With the recent approval of additional taxonomic ranks including subgenera [14], we propose to create three subgenera in the genus Sadwavirus to classify these five viral species based upon the differences in the genomic organization of RNA2, including the presence (or absence) of the glutamic protease. The corresponding taxonomy proposal (2019.008P.N.v1.Sadwavirus_3subg) was conditionally approved by the ICTV executive committee and is awaiting ratification by the ICTV membership.
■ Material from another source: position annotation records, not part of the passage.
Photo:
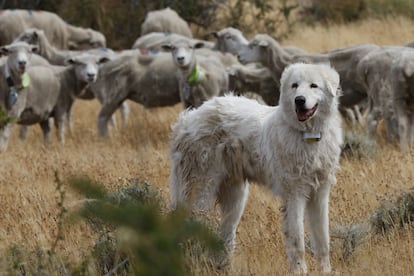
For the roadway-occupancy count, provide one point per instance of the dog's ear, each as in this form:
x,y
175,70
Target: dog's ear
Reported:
x,y
331,80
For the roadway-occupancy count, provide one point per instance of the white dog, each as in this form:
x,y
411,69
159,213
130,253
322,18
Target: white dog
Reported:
x,y
293,149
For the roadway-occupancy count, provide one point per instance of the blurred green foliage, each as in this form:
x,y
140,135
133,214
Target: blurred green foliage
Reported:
x,y
120,20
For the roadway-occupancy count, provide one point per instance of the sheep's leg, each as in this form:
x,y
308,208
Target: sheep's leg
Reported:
x,y
124,109
293,230
69,121
45,126
411,129
23,132
104,116
4,136
318,217
60,126
373,117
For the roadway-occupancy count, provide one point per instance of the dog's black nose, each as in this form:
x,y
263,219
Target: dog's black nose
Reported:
x,y
300,100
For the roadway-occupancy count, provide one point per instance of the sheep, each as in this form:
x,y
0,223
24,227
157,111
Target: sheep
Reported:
x,y
245,79
14,85
58,57
51,93
54,55
200,78
165,21
374,72
146,79
60,34
264,49
229,40
255,79
402,97
153,41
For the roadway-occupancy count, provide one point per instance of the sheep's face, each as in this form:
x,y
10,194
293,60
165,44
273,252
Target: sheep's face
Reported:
x,y
254,51
86,67
31,36
230,40
19,54
183,53
93,40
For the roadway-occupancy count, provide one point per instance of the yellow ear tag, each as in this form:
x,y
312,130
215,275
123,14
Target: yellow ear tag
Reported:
x,y
25,80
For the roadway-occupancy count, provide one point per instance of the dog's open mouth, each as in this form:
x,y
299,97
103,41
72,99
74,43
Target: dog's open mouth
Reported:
x,y
304,114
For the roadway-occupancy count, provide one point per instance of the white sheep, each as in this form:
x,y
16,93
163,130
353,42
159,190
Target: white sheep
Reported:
x,y
374,72
264,49
49,93
54,55
59,57
143,78
200,77
165,21
153,41
60,34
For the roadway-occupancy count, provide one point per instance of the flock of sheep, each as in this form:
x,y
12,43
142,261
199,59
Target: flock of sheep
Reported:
x,y
47,64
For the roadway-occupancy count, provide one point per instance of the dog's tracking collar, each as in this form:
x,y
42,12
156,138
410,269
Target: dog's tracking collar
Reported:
x,y
312,136
196,76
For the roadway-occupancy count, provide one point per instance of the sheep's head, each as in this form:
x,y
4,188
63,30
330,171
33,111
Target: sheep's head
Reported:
x,y
86,66
19,54
31,36
229,40
255,50
93,39
183,52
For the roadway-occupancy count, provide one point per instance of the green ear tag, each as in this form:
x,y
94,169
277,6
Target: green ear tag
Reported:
x,y
25,80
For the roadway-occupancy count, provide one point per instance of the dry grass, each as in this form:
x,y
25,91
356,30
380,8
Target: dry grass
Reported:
x,y
28,196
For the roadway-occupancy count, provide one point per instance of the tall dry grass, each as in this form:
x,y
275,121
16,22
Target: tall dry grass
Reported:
x,y
28,195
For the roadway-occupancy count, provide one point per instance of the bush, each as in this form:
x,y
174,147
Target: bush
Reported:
x,y
138,238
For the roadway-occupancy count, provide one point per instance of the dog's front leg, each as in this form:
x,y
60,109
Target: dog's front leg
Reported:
x,y
318,218
293,230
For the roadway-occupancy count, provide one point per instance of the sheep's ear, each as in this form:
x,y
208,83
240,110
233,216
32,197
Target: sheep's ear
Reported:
x,y
72,45
34,48
199,45
167,47
70,61
214,33
408,69
103,60
263,43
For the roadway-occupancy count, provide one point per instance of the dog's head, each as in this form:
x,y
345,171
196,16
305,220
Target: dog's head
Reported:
x,y
308,91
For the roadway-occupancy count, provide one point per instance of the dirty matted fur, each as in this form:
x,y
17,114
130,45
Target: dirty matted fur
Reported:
x,y
293,149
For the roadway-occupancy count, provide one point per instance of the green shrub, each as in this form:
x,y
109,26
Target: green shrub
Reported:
x,y
138,237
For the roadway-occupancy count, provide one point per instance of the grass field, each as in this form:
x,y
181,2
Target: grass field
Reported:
x,y
28,194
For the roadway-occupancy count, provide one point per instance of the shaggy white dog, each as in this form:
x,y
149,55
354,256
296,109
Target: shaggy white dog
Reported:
x,y
293,149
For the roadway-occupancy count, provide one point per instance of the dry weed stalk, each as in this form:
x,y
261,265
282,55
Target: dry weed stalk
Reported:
x,y
394,214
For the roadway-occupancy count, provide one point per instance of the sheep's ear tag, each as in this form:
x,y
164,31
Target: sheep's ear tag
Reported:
x,y
196,76
25,80
311,137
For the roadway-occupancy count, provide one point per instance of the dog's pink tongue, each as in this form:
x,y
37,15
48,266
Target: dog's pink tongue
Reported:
x,y
303,115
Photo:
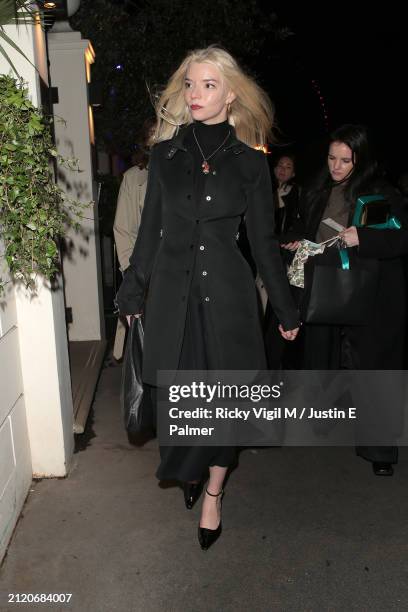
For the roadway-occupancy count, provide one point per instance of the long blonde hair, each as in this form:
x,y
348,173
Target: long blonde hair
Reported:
x,y
251,113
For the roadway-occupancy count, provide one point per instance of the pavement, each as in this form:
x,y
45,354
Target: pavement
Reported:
x,y
305,530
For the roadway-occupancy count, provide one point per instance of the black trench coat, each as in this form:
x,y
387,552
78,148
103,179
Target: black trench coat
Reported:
x,y
178,233
380,344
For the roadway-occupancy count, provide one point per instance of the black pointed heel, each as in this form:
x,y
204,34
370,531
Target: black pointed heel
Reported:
x,y
207,537
192,491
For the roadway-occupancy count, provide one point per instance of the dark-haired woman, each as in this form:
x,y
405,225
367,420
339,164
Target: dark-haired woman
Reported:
x,y
352,172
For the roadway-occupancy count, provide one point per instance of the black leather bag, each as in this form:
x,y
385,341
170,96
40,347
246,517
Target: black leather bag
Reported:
x,y
337,296
136,397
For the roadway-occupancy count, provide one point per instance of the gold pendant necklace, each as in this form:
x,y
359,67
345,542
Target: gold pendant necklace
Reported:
x,y
205,165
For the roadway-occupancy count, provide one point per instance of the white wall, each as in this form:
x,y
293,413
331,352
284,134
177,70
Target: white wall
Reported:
x,y
15,459
70,59
35,384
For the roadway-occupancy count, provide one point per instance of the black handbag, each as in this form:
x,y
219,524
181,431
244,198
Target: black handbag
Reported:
x,y
340,288
136,400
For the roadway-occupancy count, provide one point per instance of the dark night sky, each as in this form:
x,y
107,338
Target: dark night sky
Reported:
x,y
358,59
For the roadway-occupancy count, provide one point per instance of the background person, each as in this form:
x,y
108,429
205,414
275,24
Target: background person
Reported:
x,y
379,345
201,305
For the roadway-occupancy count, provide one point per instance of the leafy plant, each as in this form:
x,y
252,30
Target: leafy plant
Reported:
x,y
34,211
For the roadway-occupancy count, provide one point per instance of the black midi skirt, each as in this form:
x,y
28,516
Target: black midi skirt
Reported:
x,y
199,352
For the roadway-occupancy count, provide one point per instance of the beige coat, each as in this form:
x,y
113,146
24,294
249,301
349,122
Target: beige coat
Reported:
x,y
128,213
127,222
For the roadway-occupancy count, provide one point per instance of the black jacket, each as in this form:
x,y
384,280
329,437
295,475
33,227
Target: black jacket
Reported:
x,y
380,344
178,233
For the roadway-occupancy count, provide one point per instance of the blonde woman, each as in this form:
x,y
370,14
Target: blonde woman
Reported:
x,y
201,306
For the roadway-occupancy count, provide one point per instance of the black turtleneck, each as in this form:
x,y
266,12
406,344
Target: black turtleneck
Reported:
x,y
210,137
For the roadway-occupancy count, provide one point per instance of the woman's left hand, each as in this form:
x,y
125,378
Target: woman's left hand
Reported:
x,y
290,334
350,236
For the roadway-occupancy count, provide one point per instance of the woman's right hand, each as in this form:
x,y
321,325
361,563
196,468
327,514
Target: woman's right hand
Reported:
x,y
130,317
291,246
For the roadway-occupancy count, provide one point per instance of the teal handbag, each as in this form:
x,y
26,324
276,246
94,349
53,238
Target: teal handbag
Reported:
x,y
374,211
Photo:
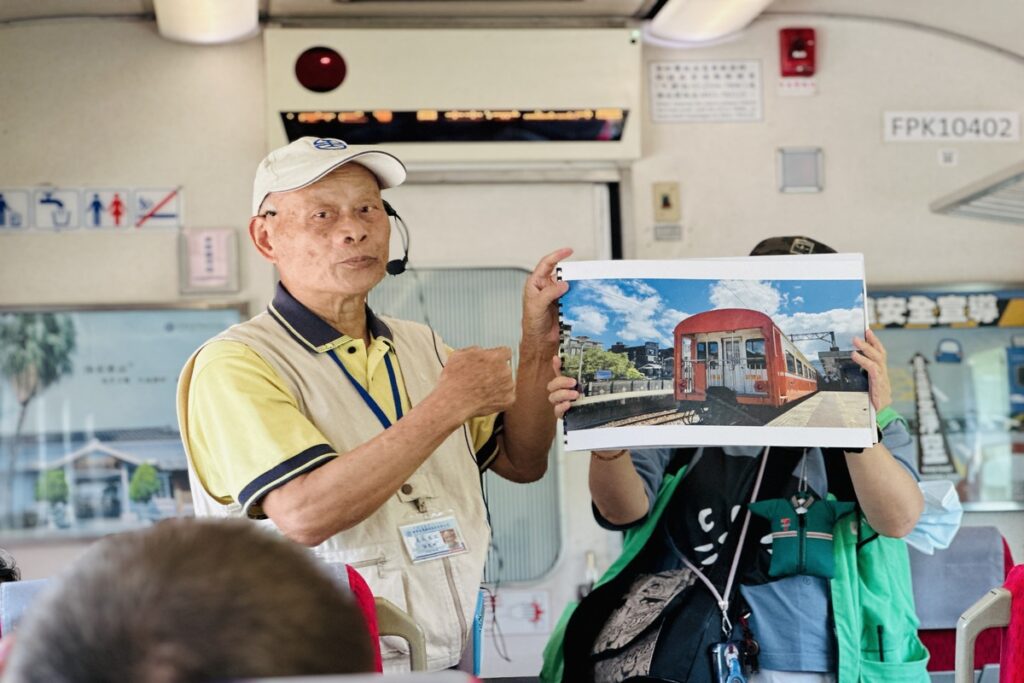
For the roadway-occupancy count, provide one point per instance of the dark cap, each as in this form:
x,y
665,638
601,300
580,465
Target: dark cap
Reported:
x,y
795,245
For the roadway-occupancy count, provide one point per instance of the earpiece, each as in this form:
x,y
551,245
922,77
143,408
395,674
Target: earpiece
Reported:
x,y
396,266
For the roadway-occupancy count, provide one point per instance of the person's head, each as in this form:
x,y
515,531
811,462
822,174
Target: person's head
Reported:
x,y
793,245
190,600
317,215
8,569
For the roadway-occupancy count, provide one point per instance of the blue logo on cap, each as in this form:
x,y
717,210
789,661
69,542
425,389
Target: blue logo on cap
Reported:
x,y
329,143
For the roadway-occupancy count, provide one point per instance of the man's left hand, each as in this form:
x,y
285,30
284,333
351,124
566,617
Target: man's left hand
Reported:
x,y
540,313
870,355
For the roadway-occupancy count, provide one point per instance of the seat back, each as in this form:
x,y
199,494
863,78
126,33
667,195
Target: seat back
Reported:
x,y
1001,606
948,583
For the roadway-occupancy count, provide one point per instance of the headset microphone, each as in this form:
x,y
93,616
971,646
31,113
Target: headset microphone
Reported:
x,y
397,266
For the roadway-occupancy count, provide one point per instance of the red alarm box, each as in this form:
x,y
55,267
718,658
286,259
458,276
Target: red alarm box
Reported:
x,y
796,51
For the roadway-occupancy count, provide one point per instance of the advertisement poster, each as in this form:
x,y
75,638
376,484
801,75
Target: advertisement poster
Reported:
x,y
89,440
956,366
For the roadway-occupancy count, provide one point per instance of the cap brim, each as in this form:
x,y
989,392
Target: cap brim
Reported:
x,y
388,170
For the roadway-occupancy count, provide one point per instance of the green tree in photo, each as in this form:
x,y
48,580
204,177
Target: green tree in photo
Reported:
x,y
144,483
51,486
595,358
36,350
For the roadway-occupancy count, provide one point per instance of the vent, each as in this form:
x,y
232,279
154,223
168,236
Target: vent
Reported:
x,y
999,197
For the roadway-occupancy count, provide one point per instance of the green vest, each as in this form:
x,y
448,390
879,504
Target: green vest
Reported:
x,y
870,589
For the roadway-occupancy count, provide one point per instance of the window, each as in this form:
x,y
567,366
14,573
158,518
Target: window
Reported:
x,y
756,353
482,306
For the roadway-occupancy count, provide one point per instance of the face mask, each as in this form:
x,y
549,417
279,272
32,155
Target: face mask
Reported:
x,y
940,520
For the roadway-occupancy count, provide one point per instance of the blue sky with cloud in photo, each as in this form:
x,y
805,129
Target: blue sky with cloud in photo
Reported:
x,y
635,311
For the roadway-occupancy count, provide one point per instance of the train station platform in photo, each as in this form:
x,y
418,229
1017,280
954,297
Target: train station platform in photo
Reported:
x,y
826,409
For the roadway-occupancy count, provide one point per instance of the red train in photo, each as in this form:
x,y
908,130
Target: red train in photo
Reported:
x,y
743,352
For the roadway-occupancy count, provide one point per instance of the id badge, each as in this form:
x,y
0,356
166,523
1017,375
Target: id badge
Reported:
x,y
433,538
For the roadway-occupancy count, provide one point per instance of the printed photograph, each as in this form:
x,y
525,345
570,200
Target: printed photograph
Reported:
x,y
769,358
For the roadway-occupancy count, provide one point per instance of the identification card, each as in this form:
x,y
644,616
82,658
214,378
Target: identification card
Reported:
x,y
433,539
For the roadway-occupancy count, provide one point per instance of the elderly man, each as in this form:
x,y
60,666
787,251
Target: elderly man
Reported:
x,y
364,436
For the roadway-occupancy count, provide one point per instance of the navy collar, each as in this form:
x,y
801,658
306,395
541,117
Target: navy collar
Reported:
x,y
310,330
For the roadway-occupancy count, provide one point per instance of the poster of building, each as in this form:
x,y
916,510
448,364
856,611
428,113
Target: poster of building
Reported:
x,y
742,351
89,441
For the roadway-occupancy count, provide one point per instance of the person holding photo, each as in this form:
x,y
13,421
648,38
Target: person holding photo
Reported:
x,y
683,513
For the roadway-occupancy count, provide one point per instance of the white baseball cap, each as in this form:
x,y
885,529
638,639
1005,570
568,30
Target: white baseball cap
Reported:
x,y
308,159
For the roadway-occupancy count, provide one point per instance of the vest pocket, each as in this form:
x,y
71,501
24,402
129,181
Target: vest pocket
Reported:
x,y
894,672
379,566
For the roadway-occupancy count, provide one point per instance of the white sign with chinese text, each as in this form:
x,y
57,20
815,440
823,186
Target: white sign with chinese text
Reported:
x,y
706,91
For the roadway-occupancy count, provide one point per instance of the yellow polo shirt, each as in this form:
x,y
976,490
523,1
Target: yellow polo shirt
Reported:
x,y
248,434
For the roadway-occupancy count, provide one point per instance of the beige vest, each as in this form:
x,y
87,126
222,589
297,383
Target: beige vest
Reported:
x,y
441,594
Below is a summary of the taxonomic updates:

  1. (1)

    Reorganization of the genus Sadwavirus to include three subgenera (proposed subgenera “Satsumavirus”, “Stramovirus” and “Cholivirus”) to classify five species (Satsuma dwarf virus, Strawberry mottle virus, Black raspberry necrosis virus, Chocolate lily virus A and Dioscorea mosaic associated virus), with Satsuma dwarf virus remaining the type species. Common characteristics of members of the genus Sadwavirus: group as a single lineage in both the Pro-Pol and CP trees, six protein domains in the RNA1 polyprotein. The name Sadwavirus is kept for the genus. Since Strawberry mottle virus was assigned to Sadwavirus between 2004 and 2009, this will prevent confusion.

  2. (2)

    Creation of the subgenus “Satsumavirus”, with Satsuma dwarf virus as the only species. Characteristics of members of the subgenus: one viral protease (the RNA1-encoded cysteine protease), two CPs, group as a single sub-branch in the Pro-Pol and CP trees.

  3. (3)

    Creation of the subgenus “Stramovirus”, encompassing Strawberry mottle virus and Black raspberry necrosis virus (proposed name derived from strawberry mottle virus, the best-characterized virus). Characteristics of members of the subgenus: two viral proteases (the RNA1-encoded 3C-like cysteine protease and the RNA2-encoded glutamic protease), a single large CP, group as a single sub-branch in the Pro-Pol and CP trees.

  4. (4)

    Creation of the subgenus “Cholivirus”, encompassing Chocolate lily virus A and Dioscorea mosaic associated virus (proposed name derived from chocolate lily virus A, the first characterized member). Characteristics of members of the subgenus: one viral protease (the RNA1-encoded cysteine protease), probably a single large CP (based on putative cleavage sites), group as a single sub-branch in the Pro-Pol and CP trees.